Commissioned by Meadow Arts (2021) and exhibited at Shrewsbury Museum and Art Gallery (July 2021) and Mead Gallery (October 2021, as part of the Coventry Biennial).

Plough Witches centralises female and non-binary bodies in a reinvention of the traditional ‘plough play’—a seasonal folk drama performed by men in agricultural communities.

The role of women and non-binary people has long been marginalised in the English traditional arts, creating a canon of performances—and with it, an ideal of nationhood—that is strongly male-identified. At the same time, non-male bodies are often problematised / disenfranchised in rural landscapes, felt to be simultaneously vulnerable and potentially dangerous, which leads many women and non-binary people to self-limit their access to wild places, especially when alone. These effects are multiplied for those experiencing intersectional discrimination, e.g. around race and disability.
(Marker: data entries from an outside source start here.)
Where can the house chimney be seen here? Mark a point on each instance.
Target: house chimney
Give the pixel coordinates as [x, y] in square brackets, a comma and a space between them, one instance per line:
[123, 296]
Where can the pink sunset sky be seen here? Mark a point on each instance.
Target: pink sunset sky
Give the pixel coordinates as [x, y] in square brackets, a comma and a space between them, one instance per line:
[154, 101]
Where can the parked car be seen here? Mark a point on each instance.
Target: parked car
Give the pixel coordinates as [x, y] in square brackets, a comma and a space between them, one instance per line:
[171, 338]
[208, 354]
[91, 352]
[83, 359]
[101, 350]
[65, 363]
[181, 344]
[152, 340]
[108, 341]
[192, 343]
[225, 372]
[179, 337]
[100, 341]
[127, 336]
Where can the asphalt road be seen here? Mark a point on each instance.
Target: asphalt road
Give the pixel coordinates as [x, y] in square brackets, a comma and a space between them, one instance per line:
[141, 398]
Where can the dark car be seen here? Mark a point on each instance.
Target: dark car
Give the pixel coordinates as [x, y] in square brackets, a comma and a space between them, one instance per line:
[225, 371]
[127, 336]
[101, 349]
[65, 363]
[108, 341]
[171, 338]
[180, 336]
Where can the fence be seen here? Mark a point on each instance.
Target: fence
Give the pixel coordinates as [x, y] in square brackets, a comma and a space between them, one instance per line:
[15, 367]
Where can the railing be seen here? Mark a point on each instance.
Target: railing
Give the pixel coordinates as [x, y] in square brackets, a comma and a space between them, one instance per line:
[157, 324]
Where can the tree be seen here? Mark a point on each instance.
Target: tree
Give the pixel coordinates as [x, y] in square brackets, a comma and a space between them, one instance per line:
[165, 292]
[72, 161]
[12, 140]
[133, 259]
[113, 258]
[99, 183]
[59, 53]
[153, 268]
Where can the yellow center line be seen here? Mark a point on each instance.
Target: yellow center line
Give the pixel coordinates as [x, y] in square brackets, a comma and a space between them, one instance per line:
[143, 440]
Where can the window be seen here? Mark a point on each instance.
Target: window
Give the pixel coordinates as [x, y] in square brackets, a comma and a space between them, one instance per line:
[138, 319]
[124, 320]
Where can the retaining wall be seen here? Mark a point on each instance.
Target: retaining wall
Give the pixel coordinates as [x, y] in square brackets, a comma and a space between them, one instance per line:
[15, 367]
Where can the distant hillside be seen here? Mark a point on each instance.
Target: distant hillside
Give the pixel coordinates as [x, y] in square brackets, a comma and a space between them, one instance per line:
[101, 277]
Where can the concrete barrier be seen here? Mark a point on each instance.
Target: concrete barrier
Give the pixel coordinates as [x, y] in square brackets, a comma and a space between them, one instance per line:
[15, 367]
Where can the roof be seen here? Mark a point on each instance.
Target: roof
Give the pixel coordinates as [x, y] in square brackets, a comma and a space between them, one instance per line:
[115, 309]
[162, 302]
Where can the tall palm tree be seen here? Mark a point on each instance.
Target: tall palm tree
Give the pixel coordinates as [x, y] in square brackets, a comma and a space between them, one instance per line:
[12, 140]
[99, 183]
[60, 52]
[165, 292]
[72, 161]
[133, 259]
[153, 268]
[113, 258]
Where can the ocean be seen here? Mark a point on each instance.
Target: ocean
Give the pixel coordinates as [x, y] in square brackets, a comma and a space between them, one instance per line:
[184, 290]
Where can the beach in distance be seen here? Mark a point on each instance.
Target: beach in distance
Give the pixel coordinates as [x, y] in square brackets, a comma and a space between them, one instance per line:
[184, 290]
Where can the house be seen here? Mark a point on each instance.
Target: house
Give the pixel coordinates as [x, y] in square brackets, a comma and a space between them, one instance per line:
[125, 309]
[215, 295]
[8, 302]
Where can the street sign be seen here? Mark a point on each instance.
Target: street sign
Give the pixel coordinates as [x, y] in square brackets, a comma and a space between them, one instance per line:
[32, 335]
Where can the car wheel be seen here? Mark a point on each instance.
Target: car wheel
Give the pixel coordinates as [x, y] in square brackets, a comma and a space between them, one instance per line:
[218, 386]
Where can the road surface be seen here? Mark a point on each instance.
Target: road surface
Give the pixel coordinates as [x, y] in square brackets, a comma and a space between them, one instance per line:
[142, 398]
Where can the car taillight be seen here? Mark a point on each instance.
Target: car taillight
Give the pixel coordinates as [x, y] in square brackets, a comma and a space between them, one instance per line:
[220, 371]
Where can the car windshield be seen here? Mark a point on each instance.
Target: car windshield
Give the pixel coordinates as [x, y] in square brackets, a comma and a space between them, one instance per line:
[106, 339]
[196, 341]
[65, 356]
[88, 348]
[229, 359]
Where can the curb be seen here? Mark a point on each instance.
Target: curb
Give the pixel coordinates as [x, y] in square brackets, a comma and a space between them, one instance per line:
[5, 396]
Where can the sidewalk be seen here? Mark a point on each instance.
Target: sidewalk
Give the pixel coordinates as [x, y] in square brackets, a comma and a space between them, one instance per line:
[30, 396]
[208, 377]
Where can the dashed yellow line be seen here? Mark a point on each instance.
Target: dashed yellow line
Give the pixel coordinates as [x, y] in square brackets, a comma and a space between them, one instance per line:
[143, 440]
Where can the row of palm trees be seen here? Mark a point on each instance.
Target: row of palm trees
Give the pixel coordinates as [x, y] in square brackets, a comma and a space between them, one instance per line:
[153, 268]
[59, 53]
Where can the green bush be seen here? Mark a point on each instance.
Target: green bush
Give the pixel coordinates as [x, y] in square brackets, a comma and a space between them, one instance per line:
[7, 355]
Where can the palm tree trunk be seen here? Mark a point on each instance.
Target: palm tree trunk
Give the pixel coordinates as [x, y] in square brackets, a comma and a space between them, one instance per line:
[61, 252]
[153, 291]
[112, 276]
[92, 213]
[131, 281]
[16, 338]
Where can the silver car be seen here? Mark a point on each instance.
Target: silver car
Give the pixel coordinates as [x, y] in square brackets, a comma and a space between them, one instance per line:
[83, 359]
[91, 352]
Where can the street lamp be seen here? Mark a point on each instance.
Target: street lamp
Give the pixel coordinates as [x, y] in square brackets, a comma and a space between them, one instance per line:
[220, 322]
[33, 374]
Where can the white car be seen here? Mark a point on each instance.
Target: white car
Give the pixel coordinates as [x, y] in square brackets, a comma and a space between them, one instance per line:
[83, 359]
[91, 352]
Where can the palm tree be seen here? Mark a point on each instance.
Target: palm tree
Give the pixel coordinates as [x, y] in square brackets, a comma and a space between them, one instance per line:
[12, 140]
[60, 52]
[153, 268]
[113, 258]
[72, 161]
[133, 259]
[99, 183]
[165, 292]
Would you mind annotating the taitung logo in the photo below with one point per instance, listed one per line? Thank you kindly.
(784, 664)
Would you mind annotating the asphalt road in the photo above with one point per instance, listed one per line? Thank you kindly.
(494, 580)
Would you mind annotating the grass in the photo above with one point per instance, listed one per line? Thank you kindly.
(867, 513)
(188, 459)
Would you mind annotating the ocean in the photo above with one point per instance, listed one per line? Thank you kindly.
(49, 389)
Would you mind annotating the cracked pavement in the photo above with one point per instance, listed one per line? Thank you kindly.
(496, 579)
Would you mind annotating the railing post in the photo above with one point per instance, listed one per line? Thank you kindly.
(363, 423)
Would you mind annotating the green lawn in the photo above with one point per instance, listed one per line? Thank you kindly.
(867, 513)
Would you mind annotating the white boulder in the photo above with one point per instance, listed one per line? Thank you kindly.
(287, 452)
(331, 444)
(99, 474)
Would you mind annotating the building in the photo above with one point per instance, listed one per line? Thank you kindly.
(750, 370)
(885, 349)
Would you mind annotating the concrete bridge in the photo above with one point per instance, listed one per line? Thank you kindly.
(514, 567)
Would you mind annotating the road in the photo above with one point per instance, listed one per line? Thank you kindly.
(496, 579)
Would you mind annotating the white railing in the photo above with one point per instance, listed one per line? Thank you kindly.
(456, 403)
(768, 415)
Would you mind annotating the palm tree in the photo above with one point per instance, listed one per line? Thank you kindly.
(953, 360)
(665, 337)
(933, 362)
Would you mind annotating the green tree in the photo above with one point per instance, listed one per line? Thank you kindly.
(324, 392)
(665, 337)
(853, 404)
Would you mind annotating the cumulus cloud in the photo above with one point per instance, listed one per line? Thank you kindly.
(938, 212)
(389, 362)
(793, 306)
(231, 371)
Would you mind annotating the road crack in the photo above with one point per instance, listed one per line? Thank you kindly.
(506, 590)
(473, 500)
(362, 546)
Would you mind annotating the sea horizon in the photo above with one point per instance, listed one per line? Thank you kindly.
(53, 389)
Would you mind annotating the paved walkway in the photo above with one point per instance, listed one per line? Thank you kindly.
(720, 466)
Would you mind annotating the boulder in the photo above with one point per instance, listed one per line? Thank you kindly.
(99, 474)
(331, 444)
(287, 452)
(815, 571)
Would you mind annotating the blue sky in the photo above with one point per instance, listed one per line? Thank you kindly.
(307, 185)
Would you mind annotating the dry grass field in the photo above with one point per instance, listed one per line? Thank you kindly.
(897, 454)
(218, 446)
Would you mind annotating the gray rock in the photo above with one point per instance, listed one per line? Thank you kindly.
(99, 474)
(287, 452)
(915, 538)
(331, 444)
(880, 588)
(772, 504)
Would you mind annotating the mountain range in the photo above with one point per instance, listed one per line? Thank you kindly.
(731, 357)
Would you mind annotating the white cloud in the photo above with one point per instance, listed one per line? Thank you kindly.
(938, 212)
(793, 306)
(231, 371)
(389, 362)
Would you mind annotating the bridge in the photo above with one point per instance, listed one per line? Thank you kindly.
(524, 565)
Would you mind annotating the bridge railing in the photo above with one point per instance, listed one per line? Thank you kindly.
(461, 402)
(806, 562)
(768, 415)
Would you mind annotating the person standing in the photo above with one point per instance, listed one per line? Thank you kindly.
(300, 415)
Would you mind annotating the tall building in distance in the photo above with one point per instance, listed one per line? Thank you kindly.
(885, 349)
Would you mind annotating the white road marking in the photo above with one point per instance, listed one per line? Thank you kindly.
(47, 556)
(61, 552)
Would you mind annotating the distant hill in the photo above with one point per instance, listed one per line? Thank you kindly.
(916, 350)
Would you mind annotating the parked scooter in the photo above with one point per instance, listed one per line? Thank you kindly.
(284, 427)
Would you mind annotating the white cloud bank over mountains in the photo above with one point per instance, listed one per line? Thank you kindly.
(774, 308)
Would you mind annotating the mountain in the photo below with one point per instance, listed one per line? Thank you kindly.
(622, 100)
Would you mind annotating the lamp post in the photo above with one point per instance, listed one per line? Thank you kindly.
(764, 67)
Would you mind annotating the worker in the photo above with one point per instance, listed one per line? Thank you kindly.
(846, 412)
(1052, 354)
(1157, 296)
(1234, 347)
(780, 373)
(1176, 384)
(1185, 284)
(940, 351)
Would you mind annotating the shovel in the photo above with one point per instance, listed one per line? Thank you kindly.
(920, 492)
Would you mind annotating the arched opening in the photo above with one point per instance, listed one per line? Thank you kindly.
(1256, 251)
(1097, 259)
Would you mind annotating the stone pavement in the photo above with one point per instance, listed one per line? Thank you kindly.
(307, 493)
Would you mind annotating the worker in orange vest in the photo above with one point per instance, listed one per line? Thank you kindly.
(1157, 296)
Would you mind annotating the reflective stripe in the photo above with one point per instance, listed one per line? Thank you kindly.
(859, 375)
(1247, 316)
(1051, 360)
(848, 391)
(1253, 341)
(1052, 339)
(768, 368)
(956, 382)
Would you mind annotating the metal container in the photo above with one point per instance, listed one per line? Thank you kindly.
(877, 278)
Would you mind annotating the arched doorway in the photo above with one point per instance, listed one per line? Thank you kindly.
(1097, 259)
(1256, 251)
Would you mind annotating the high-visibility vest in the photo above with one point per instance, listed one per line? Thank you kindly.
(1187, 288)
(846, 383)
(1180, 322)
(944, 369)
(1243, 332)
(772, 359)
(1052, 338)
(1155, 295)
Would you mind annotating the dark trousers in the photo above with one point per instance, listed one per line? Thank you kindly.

My work takes the form of a series of multi-layer digital portraits, drawing on the well-known (male-identified) ‘Wildermann’ images of Charles Fréger and combining photography and digital illustration / collage techniques. Plough plays are informal, pantomime-style performances by amateur actors depicting a battle of good versus evil—in which after a series of trials, good wins out. However, where women and non-binary people are currently excluded from existing performances, Plough Witches emphasises women’s roles as custodians of the landscape and bearers of alternative traditions and customs.